Once you have your data, you will need to present it to your teacher and science fair judges. In a science publication, you would choose between a table and a graph, but for the science fair project it is acceptable, and even encouraged, to showcase the data in both forms. If you have to pick (teacher’s rules), then a graph (picture) is better than a table (numbers), EXCEPT that most scientists really, really like numbers – so we are happy to see the table too.
Type of graphs: Your first choice is to determine which type of graph would best communicate your findings. Your basic choices are bar graph, line graph, pie chart, or scatter plot.
BAR GRAPH – This is the most common type for science fair projects. You may select a bar graph when your independent variable is qualitative (categories) or quantitative (numbers). It is generally better to group the data by TREATMENT instead of TRIAL # because it allows a better comparison of variation within the treatment. This might not be intuitive if you collected by trial, but it is the better way to showcase your results.
Look closely and make sure your bar graph has all the highlighted parts:
LINE GRAPH – This is the second most common, but frequently used incorrectly, so be careful here. You should only select a line graph if your independent variable is quantitative (numbers) and you hypothesized that the changes in the independent variable would result in changes in the dependent one.
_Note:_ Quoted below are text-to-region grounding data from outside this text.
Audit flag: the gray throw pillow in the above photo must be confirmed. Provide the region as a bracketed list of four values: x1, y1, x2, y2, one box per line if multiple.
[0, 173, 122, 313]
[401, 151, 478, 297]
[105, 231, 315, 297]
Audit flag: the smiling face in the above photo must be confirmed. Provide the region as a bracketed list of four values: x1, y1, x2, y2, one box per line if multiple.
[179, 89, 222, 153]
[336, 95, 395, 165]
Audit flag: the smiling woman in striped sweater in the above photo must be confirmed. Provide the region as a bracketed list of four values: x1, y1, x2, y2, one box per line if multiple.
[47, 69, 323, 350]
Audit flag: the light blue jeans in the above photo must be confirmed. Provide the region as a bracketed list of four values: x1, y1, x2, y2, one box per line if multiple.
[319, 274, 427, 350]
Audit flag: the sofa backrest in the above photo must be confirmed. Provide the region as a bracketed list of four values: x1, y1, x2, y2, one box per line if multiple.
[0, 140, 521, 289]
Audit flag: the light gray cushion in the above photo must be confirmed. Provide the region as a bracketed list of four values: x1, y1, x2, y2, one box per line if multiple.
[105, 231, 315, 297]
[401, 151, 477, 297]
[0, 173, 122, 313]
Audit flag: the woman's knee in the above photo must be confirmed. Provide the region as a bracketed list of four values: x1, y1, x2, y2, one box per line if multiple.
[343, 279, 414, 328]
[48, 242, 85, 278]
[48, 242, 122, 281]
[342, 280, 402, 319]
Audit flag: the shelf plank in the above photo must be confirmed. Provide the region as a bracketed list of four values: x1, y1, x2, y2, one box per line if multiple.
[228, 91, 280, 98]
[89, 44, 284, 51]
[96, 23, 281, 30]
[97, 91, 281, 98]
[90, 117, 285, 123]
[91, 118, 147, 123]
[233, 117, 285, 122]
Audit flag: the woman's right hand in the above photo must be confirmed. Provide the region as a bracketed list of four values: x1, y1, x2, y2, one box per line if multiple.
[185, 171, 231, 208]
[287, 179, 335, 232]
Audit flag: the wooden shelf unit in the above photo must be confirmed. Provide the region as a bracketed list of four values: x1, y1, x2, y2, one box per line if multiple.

For example, line graphs are great for showing changes in the dependent variable over time or distance along a transect.
Again double check the axes:
PIE CHART – Pie charts are good for projects that have qualitative independent variables and have generated data that can be expressed as percentages of the total. For example, if your data were counts (i.e. the number of times something happened), then this might be your best choice to compare different treatments.
SCATTER PLOT – If the purpose is to see if the variables are related (common in environmental projects), but there was not a clear choice for independent and dependent variables (for example wind speed and water temperature), then a scatter plot would be your best choice. This option typically requires much more data than the others to observe a trend.
Scientists do not label graphs with a title, but if your teacher asks for one — make sure that is there too.